レイ・クロックは、常に現状に満足せず、次を探し続けた。マルチミキサーを売りまくりながらも次のビジネスの種を探し続けた。マクドナルド事業が成功してからも、アイデアを出しながらより良い方法を探し続けた。そんなレイ・クロックの座右の銘は
「未熟でいるうちは成長できる。成熟した途端、腐敗が始まる」
である。
また、レイ・クロックはとても細部にこだわった。
「私はまず細部を充分に検討し、完成させてから全体像に取り掛かった。私にとってはこちらのほうが遥かに柔軟性に富んだアプローチだったのだ」
そのこだわりは店舗設計、パティの成分、ポテトの揚げ時間、温度など細かなところのマニュアル化に生かされている。
そして、経営者としてのレイ・クロックは、意見の相違を歓迎し議論を望んで受け入れた。
「ブレントキャメロンについてもう少し言えば、私は彼との意見の相違を常にクリエイティブなものとして好意的に捉えていた。彼がロスのエリア・スーパーバイザーだったとき、カリフォルニアのオフィスで我々はよくぶつかった。彼とフレッドはいつも保守的な立場からものを言う。私は自由派で、この違いが役員会議を意義あるものにした。」
「もし二人の役員が同じ考えを持っているなら、もうひとりは余計だ」
レイ・クロックの言葉を、ファストリの柳井さんは若い頃に商売の真髄、としてメモに残し、今でも見返している。そして、この本を何度も読み、レイ・クロックから学んでいる。
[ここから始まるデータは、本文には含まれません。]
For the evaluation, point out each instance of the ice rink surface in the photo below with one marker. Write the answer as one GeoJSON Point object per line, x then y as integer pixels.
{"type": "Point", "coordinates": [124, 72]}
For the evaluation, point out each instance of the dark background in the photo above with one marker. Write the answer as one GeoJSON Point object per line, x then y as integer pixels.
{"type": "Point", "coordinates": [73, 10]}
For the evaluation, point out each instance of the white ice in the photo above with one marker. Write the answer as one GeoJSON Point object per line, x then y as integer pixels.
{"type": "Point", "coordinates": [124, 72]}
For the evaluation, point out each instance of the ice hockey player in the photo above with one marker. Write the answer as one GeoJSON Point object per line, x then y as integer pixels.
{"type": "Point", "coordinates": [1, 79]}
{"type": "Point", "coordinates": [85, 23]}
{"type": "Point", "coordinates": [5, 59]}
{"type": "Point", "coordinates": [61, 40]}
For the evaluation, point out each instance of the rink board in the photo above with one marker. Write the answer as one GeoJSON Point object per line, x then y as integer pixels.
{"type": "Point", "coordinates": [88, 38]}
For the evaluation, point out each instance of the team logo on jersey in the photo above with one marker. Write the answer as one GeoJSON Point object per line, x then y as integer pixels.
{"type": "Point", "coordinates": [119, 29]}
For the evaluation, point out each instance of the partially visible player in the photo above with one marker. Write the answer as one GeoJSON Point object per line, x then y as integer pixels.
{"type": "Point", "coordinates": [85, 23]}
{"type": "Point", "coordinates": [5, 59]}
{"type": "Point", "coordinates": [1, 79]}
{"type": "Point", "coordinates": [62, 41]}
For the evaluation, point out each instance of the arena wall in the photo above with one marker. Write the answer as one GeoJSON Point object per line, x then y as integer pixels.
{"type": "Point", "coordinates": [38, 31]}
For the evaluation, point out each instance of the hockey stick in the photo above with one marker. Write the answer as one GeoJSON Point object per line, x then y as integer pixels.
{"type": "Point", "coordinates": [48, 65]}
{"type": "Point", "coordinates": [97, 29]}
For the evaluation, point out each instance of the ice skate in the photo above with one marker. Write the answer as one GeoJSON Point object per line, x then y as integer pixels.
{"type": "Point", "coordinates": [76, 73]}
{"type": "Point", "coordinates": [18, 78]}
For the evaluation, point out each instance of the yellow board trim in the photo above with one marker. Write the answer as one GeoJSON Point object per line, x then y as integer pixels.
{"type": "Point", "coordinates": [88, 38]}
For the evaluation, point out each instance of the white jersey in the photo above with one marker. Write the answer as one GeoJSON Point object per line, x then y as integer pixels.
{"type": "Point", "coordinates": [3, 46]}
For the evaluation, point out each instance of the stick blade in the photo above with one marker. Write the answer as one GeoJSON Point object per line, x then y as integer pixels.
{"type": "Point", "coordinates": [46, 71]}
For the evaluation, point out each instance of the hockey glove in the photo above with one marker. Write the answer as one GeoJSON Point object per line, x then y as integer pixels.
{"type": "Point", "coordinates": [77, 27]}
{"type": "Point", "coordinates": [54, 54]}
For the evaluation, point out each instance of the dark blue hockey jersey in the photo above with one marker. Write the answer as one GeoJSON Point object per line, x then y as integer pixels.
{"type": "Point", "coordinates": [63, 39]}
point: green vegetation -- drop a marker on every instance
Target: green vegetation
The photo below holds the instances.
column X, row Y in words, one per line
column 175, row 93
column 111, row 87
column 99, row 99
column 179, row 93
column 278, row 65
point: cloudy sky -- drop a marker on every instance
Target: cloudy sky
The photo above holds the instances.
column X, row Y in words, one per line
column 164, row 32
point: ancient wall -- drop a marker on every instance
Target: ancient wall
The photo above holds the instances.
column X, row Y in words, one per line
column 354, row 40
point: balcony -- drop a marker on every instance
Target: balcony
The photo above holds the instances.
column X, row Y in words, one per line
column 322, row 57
Be daring, Be first, Be different(勇気を持って、誰よりも先に、人と違ったことをする)
(ファーストリテイリングのファースト、はファーストフードから来ている。レイ・クロック、藤田田の両名に多大な影響を受けていることを本人も認めている)
ちなみに、この本には書かれていないが、レイ・クロックはライバルとの戦いは徹底的に行うという考え方であった。
「この業界はネズミとネズミが、犬と犬が食い合う世界だ。こっちがつぶさなくては、自分が潰される。だから、今後も手を緩めるつもりはない。」
「相手が溺れかかっていたら、そいつの口に注水ホースをねじ込んでやるね」
(自伝にはこのことは書きたくなかったのかもしれないが、)レストランという競争激しい業界で成功するにはこれくらい徹底しないといけないということだろう。
以上です。私もAmazon Primeで映画を最初に見て、どういう人なのだろう?という興味から本も読んでみました。映画よりもレイ・クロックへの印象が良くなりました(笑)
*1:
※ アンチトラスト運動とは、優越的地位の濫用の是非を問う動きのこと。様々な業界での事例をもとに、独占禁止法が制定された。フランチャイズにおいては、立場的に弱いフランチャイジーに対し、仕入れ値を指定したり、値引きを強要したりという事が起こりやすい。コンビニの24時間営業を強制するというのもそれに当てはまる。